Scaling up on storage and security

While crowdsourcing of genetic information is evolving to meet the demands of consumer genetic data, the enterprise storage and security requirements are also starting to emerge. Companies from Google to startups such as SolveBio and DNAStack are stepping in to help organize and store health data. The enterprise technology challenge is complex because genetics research occurs at countless institutions around the world. If medical science is going to start using this information to help people, data integration is imperative.

SolveBio wants to index structured data (such as basic genetic information or health metrics) and unstructured data (such as independent observations or images). That information won't necessarily generate an answer immediately, but that's not the point. Even if the information seems inconclusive now, Kaganovich says there could be better data in a year and it's important to put that new information at professionals' and patients' fingertips.
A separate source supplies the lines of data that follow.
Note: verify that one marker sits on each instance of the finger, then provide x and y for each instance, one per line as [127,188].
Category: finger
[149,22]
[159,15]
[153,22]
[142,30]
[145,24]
Marc Fiume, CEO of DNAStack, wants to integrate all these information repositories securely and says the world's genetic information should be organized "a lot more like the Internet" is built—as a federated structure.

Toward privacy-smart APIs

To stay in compliance with government regulations and to protect privacy when collaborating, organizations strip out personally identifiable information from patients' health data. But anonymizing information to protect privacy gets tricky: A genetic sequence is both health data and personally identifiable information. Today, when one organization queries another, it simply asks, "Do you have someone with X condition?" The queried institution replies yes or no, and then must follow through in compliance with government restrictions. But Fiume envisions a system where institutions deploy "privacy-aware APIs" to find people with very specific genetic sequences to understand patients.

Using genetics to do their targeting, doctors may soon be able to find the very best donor for a bone marrow transplant. If a patient has a rare genetic disorder, doctors could query for the other closest patients with such a disorder. But Fiume says such matchmaking algorithms are still in the future. Like most digital trends today, the system relies on people trusting institutions with sensitive information. As testing becomes easier, and results become clearer, for-profit companies and hackers will have an interest in getting hold of people's genomic information.

"There was somewhat of a leap of faith," Maver says of using 23andMe. But in the end, "I trust 23andMe for the same reason that I trust any data company. Their business model depends on being good stewards of the data we entrust to them."